The Dynamic Coast 

Coastline Formation
Coastline Features
Beaches
Barrier Islands
Deltas and Salt Marshes
Human Alterations
Estuaries
Coastal Storms and Storm Surge
Tropical Cyclones
Where and When
Hurricane Life Cycle
Hurricane Hazards
Evacuation
Extratropical Cyclones
Coastal Zone Management

The Great Lakes and the Ocean


The coast, transitional between land and ocean (or large lake), is a particularly dynamic environment where the ocean interfaces with the geosphere, atmosphere, cryosphere, and biosphere. Processes operating at the coast include tides, breaking waves, currents, sediment discharge by rivers, fluctuating sea level, and the activities of living organisms including people. Coasts may be tectonically active (e.g., mountain building, volcanism) or passive (featuring mostly sediment erosion and deposition). As sea waves enter coastal waters of variable depth, they bend (are refracted) toward shallower water, influencing patterns of erosion, sediment transport, and deposition along the coast. Among the prominent coastal features are beaches, headlands, barrier islands, lagoons, deltas, salt marshes, and mangroves. The existence of these features depends largely on sediment erosion, transport, and deposition by rivers, waves, longshore currents, and wind. Human efforts to stabilize some of these features include coastal armor (e.g., breakwater, jetty, groin, seawall), beach nourishment, and strategic retreat. Very important for marine ecosystems are estuaries that form at the land-sea interface and involve varying degrees of mixing of fresh and sea water. Tropical cyclones (e.g., hurricanes) and extratropical cyclones (e.g., nor’easters) can produce a storm surge that causes coastal flooding that may claim lives and cause considerable property damage. Tropical cyclones form and spend much of their life cycle over warm ocean waters. They derive their energy from the latent heat liberated when evaporated ocean water condenses during cloud formation. Extratropical cyclones may originate over land but tend to intensify when they pass over relatively warm ocean waters such as the Gulf Stream.

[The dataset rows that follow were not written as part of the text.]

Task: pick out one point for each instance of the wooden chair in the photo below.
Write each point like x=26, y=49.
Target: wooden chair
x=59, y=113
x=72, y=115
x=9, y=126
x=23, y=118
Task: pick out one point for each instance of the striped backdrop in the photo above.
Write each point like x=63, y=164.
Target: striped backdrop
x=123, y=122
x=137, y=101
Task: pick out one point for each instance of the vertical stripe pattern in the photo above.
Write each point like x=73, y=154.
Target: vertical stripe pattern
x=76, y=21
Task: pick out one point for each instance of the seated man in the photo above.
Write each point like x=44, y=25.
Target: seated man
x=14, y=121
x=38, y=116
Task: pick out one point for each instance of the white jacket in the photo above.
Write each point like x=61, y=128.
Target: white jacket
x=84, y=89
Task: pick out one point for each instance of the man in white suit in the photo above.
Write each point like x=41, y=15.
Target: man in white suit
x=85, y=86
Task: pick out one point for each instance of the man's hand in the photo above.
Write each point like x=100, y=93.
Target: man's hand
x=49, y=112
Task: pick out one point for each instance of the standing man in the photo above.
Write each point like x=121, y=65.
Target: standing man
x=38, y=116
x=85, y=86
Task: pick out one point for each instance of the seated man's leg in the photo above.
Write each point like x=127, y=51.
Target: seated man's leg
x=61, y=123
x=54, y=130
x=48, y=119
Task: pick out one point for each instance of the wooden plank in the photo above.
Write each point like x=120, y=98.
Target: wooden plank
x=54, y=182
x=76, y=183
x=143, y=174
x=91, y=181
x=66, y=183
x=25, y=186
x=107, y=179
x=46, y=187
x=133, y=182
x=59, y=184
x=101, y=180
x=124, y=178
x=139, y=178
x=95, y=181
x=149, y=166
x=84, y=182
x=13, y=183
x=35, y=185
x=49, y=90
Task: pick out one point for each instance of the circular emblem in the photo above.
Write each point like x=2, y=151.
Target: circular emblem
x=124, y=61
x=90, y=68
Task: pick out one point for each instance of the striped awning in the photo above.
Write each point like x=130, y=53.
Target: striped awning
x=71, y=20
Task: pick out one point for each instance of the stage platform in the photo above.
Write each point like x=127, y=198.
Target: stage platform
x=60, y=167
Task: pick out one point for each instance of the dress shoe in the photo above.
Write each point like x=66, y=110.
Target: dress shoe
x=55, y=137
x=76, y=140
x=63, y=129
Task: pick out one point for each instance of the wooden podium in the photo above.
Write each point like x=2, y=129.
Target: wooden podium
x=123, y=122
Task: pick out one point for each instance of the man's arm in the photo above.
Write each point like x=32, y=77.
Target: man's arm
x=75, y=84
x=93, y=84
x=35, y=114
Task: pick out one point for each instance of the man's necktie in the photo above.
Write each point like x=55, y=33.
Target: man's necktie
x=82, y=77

After reading this chapter, the student should be able to:
• Distinguish between tectonically active and passive continental margins.
• Explain why wave fronts refract as they enter shoaling water and approach the coastline.
• Identify the sources of beach sand.
• Describe the development of longshore currents.
• Present the significance of littoral drift for maintaining or cutting back beaches.
• Summarize the beach sediment budget.
• Describe the origin and significance of barrier islands.
• Identify the advantages and disadvantages of coastal armor such as groins and jetties.
• Explain why artificial beach nourishment is a temporary solution to beach erosion.
• Describe the origins and significance of estuaries.
• Identify and distinguish among the various types of estuaries.
• Explain why a storm surge is more likely to develop on one side of a cyclone that is approaching the coast.
• Describe the role of sea-surface temperature in governing the location and principal season of hurricane activity.
• Explain why winds in tropical cyclones weaken rapidly once the system makes landfall.
• Describe the conditions whereby an extratropical storm might produce more coastal erosion than a tropical cyclone.